De acordo com o analista de relações internacionais Lourival Sant'anna, durante o programa CNN Prime Time, a inteligência militar americana já estava ciente dessa realidade. "Todos sabemos que o Irã está muito longe de uma bomba nuclear. A inteligência militar americana afirma que o Irã está a cerca de 10 anos de conseguir uma bomba nuclear", destacou o especialista.
Sant'anna explicou que o desenvolvimento de armas nucleares exige tecnologia altamente sofisticada, muito além do simples enriquecimento de urânio. "Produzir uma bomba nuclear não é uma tarefa simples. Além do urânio enriquecido a mais de 90% — e o Irã atualmente só possui até 60% — é necessário ter um gatilho sofisticado, miniaturização da ogiva e um foguete capaz de transportar esse combustível nuclear", detalhou.

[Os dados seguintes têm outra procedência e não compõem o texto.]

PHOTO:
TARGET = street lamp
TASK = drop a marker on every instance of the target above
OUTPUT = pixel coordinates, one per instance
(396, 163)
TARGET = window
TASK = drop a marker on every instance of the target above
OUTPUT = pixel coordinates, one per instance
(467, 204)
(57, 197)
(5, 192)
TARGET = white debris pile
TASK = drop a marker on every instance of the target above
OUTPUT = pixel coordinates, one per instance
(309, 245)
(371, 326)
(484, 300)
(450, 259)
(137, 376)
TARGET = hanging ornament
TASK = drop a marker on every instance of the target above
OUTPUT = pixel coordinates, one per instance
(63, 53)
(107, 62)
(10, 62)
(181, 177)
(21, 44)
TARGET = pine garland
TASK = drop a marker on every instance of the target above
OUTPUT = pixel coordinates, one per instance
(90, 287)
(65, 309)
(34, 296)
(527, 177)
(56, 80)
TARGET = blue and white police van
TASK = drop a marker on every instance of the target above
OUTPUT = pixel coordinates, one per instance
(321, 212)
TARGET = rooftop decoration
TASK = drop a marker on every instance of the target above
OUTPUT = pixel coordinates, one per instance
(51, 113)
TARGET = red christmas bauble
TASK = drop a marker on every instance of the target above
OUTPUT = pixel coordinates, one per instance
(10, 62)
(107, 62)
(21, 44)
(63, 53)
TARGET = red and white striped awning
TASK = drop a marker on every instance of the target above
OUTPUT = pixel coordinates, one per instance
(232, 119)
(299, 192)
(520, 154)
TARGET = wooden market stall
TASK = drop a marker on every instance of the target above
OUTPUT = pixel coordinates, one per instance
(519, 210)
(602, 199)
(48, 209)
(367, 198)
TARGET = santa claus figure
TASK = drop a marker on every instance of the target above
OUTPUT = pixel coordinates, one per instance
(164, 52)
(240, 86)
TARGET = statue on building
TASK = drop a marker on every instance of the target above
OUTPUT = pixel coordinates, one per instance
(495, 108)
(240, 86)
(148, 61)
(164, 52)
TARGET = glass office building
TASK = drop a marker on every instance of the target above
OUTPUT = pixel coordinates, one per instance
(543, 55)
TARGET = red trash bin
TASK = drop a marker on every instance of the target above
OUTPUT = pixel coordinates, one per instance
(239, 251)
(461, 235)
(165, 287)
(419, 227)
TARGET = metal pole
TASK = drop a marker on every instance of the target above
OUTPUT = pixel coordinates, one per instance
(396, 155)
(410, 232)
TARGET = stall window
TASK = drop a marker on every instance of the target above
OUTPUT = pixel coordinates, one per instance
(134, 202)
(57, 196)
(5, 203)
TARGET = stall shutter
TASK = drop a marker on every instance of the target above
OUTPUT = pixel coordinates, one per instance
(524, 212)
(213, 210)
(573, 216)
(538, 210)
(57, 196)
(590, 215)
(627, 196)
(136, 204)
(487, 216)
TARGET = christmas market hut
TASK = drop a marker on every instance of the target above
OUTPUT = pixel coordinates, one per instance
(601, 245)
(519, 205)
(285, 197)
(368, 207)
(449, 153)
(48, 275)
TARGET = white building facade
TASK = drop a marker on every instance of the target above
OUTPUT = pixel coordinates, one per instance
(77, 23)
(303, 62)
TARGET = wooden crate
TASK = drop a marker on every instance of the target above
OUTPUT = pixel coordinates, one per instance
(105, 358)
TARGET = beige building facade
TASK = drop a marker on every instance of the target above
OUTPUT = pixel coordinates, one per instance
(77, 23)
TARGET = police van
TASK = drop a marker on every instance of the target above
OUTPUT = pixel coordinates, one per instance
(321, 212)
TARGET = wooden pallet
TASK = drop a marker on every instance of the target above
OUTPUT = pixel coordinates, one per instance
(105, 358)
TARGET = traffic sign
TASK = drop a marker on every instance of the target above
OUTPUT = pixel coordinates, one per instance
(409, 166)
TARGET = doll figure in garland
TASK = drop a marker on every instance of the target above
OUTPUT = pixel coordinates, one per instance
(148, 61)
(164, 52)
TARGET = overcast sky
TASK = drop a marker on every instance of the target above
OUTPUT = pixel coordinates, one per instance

Limitações nas Opções de Trump
As opções do ex-presidente Donald Trump em relação ao Irã são limitadas, mesmo com o reforço militar.
As negociações entre o Irã e os EUA focam no enriquecimento de urânio, enquanto a ONU pede diplomacia entre as nações em meio ao aumento das tensões.
Motivações Políticas por Trás dos Ataques
Para o analista, as razões para os ataques ao Irã são principalmente políticas, ligadas ao calendário eleitoral nos Estados Unidos e em Israel. "A motivação é claramente política. Toda guerra é uma guerra de política interna", observou Sant'anna.
O especialista destacou que ambos os países têm eleições marcadas para breve. "Israel vota no dia 26 de outubro, e as chances de Netanyahu vencer eram pequenas naquela época", explicou. Ele também mencionou que "Trump enfrenta baixa popularidade, com eleições de meio de mandato no dia 4 de novembro, que renovam toda a Câmara e um terço do Senado".
Operação com Forças Curdas
Informações veiculadas pela CNN Internacional indicam que a CIA estaria armando forças curdas para incitar uma revolta popular no Irã. Sant'anna confirmou que os curdos representam cerca de 10% da população iraniana e têm sido historicamente usados para desestabilizar regimes na região.
"O próprio Trump conversou recentemente com Mustafa Hijri, líder do Partido Democrático do Kurdistão iraniano, e com líderes curdos no Iraque", relatou o analista. Segundo ele, guerrilheiros estão sendo treinados e armados na fronteira iraquiana com o Irã, com o intuito de realizar incursões no oeste iraniano para desestabilizar o regime.
"Os Estados Unidos têm apoiado curdos e árabes liberais e democráticos contra o regime de Bashar al-Assad na Síria", lembrou Sant'anna, ressaltando que essa aliança entre americanos e curdos já perdura por décadas. O analista concluiu que isso poderia se tornar "a semente da guerra civil" no Irã.